A kinetic model for the deterministic prediction of gel-based single-chirality single-walled carbon nanotube separation.

We propose a kinetic model that describes the separation of single-chirality semiconducting carbon nanotubes based on the chirality-selective adsorption to specific hydrogels. Experimental elution profiles of the (7,3), (6,4), (6,5), (8,3), (8,6), (7,5), and (7,6) species are well described by an irreversible, first-order site association kinetic model with a single rate constant describing the adsorption of each SWNT to the immobile gel phase.

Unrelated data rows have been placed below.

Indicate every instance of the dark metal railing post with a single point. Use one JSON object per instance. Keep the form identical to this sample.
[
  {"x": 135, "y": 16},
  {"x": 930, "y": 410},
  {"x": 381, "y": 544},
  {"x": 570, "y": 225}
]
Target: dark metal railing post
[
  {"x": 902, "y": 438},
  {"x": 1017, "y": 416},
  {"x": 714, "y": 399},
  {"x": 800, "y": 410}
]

Specifically, we find first-order binding rate constants for seven experimentally separated nanotubes normalized by the binding site molarity (M(θ)): k₇,₃ = 3.5 × 10⁻⁵ M(θ)⁻¹ s⁻¹, k₆,₄ = 7.7 × 10⁻⁸ M(θ)⁻¹ s⁻¹, k₈,₃ = 2.3 × 10⁻⁹ M(θ)⁻¹ s⁻¹, k₆,₅ = 3.8 × 10⁻⁹ M(θ)⁻¹ s⁻¹, k₇,₅ = 1.9 × 10⁻¹¹ M(θ)⁻¹ s⁻¹, k₈,₆ = 7.7 × 10⁻¹² M(θ)⁻¹ s⁻¹, and k₇,₆ = 3.8 × 10⁻¹² M(θ)⁻¹ s⁻¹. These results, as well as additional control experiments, unambiguously identify the separation process as a selective adsorption. Unlike certain chromatographic processes with retention time dependence, this separation procedure can be scaled to arbitrarily large volumes, as we demonstrate. This study provides a foundation for both the mechanistic understanding of gel-based SWNT separation as well as the potential industrial-scale realization of single-chirality production of carbon nanotubes.